While he is eligible for retirement in about three and a half years, Kordonowy said Eells was not given a contract for a specific term of employment.

But the mayor said she believes he will continue to show his mettle in budgeting, and in assisting other public agencies as they look at taxation issues.

“We do have someone who has skills and institutional knowledge, who can help the city in a very specific area improve its performance,” Kordonowy said. “That’s maybe the reason he’s survived all this time. He’s been an asset, maybe in a narrower way than as finance director.”

Interim man

In A.J. Housler, who takes over Monday as interim finance director, the city gets an experienced administrator who nonetheless was the subject of some controversy at the end of his recent tenure on the Mountlake Terrace City Council.

From 1978-98, he worked for the City of Edmonds, as finance director and then administrative services director. Over the past four years, Housler has filled in for cities with vacancies, as interim finance director for Lake Forest Park, Puyallup, Bothell and Marysville.

He served on the Mountlake Terrace City Council from 2000-04, losing a re-election bid last November by a single vote out of 3,249 votes cast.

Housler made provocative comments on his way out the door, reportedly saying the council was being taken over by an

ad-hoc citizen activist group led by the man to whom he lost the election.

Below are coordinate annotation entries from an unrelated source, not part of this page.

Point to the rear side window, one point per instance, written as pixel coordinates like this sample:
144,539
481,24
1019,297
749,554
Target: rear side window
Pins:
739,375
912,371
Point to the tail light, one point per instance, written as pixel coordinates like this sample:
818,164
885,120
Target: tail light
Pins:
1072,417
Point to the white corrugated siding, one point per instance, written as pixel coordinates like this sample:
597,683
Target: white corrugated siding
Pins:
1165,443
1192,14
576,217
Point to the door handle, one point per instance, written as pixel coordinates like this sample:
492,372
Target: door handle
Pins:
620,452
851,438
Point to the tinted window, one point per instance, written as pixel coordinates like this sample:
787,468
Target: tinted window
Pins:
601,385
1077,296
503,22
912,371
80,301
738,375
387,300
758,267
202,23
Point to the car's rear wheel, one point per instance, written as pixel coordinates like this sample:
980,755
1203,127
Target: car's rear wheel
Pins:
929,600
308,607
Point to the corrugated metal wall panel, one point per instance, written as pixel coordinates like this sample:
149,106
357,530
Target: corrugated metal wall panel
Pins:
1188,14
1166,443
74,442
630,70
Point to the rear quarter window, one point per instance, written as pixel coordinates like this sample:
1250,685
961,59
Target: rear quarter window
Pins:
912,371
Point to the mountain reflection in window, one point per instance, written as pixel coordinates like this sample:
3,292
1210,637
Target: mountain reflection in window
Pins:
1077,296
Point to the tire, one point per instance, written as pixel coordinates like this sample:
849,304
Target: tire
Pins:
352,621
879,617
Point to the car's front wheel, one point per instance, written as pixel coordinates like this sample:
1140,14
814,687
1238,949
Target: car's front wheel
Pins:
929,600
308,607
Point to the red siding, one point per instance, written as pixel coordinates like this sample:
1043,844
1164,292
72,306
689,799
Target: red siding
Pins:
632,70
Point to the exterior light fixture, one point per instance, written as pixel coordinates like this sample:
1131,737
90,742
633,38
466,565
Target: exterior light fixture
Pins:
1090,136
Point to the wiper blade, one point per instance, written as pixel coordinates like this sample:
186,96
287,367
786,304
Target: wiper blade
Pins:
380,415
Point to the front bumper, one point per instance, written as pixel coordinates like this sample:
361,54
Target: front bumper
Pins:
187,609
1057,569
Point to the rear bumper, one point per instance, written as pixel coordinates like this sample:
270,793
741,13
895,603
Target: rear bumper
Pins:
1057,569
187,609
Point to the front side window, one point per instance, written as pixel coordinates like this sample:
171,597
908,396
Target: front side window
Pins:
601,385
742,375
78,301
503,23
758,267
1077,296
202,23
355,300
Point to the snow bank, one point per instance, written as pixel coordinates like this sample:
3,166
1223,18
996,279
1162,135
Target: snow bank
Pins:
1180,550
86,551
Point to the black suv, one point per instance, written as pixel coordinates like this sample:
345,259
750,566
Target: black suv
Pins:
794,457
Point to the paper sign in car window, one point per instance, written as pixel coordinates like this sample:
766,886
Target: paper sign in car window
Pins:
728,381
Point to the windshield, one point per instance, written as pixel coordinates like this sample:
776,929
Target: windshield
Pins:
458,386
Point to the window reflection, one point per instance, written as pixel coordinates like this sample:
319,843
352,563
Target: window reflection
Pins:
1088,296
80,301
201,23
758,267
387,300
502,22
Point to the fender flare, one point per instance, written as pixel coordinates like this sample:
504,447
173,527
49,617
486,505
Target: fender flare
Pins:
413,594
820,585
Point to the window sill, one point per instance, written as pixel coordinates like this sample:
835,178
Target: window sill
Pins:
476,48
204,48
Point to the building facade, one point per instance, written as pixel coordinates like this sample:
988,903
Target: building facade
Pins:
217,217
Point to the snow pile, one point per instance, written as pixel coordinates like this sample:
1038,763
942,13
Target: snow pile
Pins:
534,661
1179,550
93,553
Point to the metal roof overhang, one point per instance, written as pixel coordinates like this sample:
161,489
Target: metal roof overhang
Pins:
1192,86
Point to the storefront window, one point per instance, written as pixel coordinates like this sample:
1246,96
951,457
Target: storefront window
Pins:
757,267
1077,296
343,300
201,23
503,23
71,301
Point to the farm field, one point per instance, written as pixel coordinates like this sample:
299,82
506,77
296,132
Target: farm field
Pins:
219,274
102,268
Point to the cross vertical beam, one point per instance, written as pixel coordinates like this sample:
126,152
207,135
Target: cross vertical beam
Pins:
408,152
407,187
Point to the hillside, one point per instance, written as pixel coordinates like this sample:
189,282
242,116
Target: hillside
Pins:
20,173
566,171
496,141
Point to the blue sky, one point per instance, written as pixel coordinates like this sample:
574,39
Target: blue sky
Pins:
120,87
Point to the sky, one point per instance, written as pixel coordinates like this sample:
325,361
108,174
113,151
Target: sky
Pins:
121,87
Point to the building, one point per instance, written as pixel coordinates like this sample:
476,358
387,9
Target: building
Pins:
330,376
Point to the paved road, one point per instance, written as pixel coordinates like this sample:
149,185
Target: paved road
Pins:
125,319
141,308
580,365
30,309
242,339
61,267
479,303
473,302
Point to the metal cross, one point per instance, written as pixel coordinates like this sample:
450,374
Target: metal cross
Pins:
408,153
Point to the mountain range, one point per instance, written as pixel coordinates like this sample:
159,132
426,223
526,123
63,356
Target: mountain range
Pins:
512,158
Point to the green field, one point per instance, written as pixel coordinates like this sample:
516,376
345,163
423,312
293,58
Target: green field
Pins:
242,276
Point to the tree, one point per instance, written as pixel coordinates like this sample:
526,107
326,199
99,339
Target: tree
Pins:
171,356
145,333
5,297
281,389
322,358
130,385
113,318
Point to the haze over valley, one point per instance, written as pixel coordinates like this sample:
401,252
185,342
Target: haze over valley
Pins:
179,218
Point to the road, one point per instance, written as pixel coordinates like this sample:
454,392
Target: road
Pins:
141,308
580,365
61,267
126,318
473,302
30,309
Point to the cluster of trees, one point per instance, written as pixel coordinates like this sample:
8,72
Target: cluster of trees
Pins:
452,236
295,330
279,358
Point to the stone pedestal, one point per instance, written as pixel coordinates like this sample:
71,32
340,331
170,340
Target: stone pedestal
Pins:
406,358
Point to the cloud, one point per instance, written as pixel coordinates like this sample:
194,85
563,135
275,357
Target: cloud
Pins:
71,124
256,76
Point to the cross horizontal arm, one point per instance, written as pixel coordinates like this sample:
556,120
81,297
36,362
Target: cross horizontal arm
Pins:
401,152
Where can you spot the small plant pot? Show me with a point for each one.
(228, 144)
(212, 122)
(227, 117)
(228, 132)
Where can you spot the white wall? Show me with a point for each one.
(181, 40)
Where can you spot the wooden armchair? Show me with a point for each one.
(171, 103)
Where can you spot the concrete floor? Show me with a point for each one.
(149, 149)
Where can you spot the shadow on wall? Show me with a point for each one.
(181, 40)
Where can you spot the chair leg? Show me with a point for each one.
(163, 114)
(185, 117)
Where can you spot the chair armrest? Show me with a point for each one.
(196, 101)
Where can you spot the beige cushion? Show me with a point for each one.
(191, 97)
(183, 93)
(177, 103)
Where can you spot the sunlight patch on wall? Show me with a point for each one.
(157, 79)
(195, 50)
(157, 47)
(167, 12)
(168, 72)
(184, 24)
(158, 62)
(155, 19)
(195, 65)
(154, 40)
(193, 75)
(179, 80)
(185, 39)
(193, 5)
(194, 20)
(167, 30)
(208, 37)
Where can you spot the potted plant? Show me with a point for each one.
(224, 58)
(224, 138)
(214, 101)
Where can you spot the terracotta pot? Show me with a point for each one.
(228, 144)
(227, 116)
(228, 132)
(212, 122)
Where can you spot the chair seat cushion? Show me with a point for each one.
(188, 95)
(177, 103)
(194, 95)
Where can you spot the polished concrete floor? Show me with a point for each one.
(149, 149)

In a Dec. 12 story in the Enterprise newspaper serving Mountlake Terrace, Housler cautioned that the group was using “deception, hate and fear” to advance its agenda.

A month earlier, he had unflattering words for the voters themselves; he was quoted by the same newspaper as saying, “To those citizens who didn’t vote and to those citizens who voted for my opponent, they can kiss my (behind).”

For his comments, he was berated in the newspaper’s letters columns. One writer accused him of arrogance and showing “distaste” for his own constituents.

Housler was identified for the Bainbridge interim finance director job by the Prothman Company, the firm that will conduct the search for Eells’ permanent replacement.